April 23, 2020
Kenyon has temporarily adjusted its operations due to the COVID-19 pandemic. Read more here.
As an academic year like no other comes to a close, we spoke to faculty about the techniques they used to take a Kenyon education out of Gambier and into the world.
For her “Intermediate Modern Dance” class, Craig-Quijada borrowed an idea from dance-filmmaker Mitchell Rose, who adapted the “exquisite corpse” method often used to compose collective written stories into an “exquisite dance corps.” She instructed her dance students to film themselves at home, following only two rules: 1) Your movement phrase starts where the previous person left off, and 2) you must incorporate an “arm gesture” phrase, so there is a theme common to all of the phrases. Lindsey Conant ’21 edited the final dance video.

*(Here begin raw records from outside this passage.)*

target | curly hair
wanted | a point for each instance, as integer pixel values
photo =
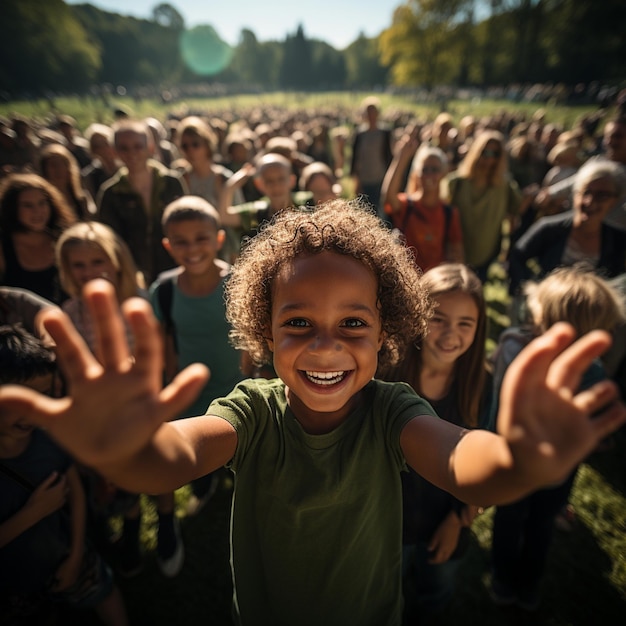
(61, 215)
(341, 226)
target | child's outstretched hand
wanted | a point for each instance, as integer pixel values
(549, 426)
(115, 402)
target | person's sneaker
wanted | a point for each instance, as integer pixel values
(565, 520)
(529, 600)
(195, 505)
(501, 594)
(129, 561)
(171, 564)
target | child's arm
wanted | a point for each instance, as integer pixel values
(545, 427)
(47, 498)
(225, 200)
(113, 419)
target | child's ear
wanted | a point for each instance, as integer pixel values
(221, 238)
(381, 339)
(258, 183)
(269, 339)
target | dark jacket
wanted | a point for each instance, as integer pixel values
(545, 243)
(122, 208)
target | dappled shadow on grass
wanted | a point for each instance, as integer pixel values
(576, 590)
(610, 461)
(201, 594)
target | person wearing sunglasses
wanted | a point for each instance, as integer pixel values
(431, 227)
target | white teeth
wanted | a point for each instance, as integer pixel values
(325, 378)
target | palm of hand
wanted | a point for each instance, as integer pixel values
(115, 402)
(545, 420)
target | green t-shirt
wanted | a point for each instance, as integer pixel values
(316, 519)
(202, 337)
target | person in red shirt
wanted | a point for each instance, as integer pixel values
(430, 227)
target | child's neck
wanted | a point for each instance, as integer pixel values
(428, 199)
(435, 379)
(11, 448)
(278, 204)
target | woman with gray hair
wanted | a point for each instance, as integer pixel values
(580, 235)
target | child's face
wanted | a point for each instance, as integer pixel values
(86, 262)
(431, 173)
(194, 244)
(325, 335)
(133, 149)
(594, 200)
(452, 329)
(321, 188)
(33, 209)
(276, 181)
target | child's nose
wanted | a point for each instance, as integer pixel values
(324, 342)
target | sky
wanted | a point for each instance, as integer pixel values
(337, 22)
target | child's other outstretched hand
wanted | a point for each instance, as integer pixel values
(115, 402)
(550, 426)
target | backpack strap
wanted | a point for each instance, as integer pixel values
(165, 298)
(447, 212)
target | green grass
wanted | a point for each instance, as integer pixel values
(585, 581)
(89, 109)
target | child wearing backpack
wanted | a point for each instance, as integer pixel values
(189, 303)
(326, 293)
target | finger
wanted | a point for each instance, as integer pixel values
(73, 355)
(602, 402)
(609, 420)
(148, 349)
(184, 389)
(569, 367)
(532, 364)
(111, 345)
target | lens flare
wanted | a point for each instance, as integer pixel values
(204, 52)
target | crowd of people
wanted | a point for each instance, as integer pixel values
(296, 259)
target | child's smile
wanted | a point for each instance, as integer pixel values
(326, 334)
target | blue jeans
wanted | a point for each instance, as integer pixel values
(426, 586)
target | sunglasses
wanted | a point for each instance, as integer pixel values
(598, 196)
(186, 145)
(431, 170)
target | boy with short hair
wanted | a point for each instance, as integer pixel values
(325, 293)
(274, 178)
(43, 547)
(133, 200)
(189, 303)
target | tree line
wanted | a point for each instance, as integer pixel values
(54, 47)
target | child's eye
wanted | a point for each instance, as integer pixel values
(354, 323)
(297, 323)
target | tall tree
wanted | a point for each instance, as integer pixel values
(43, 47)
(297, 62)
(420, 40)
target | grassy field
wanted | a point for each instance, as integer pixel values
(586, 577)
(585, 582)
(89, 109)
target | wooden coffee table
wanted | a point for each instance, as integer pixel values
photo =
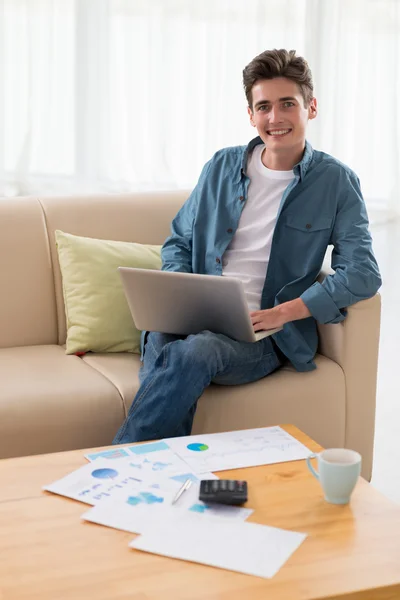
(46, 552)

“All sorts of creative ideas have been floating around about how to teach movement classes online — or how to develop meaningful projects that keep us engaged and connected in ways other than dancing together in the same space,” Craig-Quijada said.
Turner constructed an innovative apparatus to film herself demonstrating lab experiments — an elastic headband with a camera attached, so that both of her hands would be free and physics students could observe the experiment from her point of view. In the below video, Turner demonstrates a simple experiment involving x-rays passed through a very thin sheet of pure nickel foil.
Turner’s students were able to have the same experience of analyzing the results of experiments, minus the time required to set up the sometimes tedious and repetitive procedures. Turner’s pre-recorded videos allowed her students — located all the way from the West Coast to Denmark — to learn on their own schedules.
For his introductory “Musical Styles” course, Sanders prepared video lectures with audio examples, which could be viewed asynchronously to allow students flexibility. In the below video, Sanders discusses the sonata-allegro form and the composer C.P.E. Bach.
Even after in-person classes are able to resume, Sanders may maintain some elements of the pedagogy he experimented with during remote learning. Noting that his students did particularly well on a certain music exam, Sanders theorized that having access to video versions of his lectures that could be watched multiple times helped students learn at their own pace.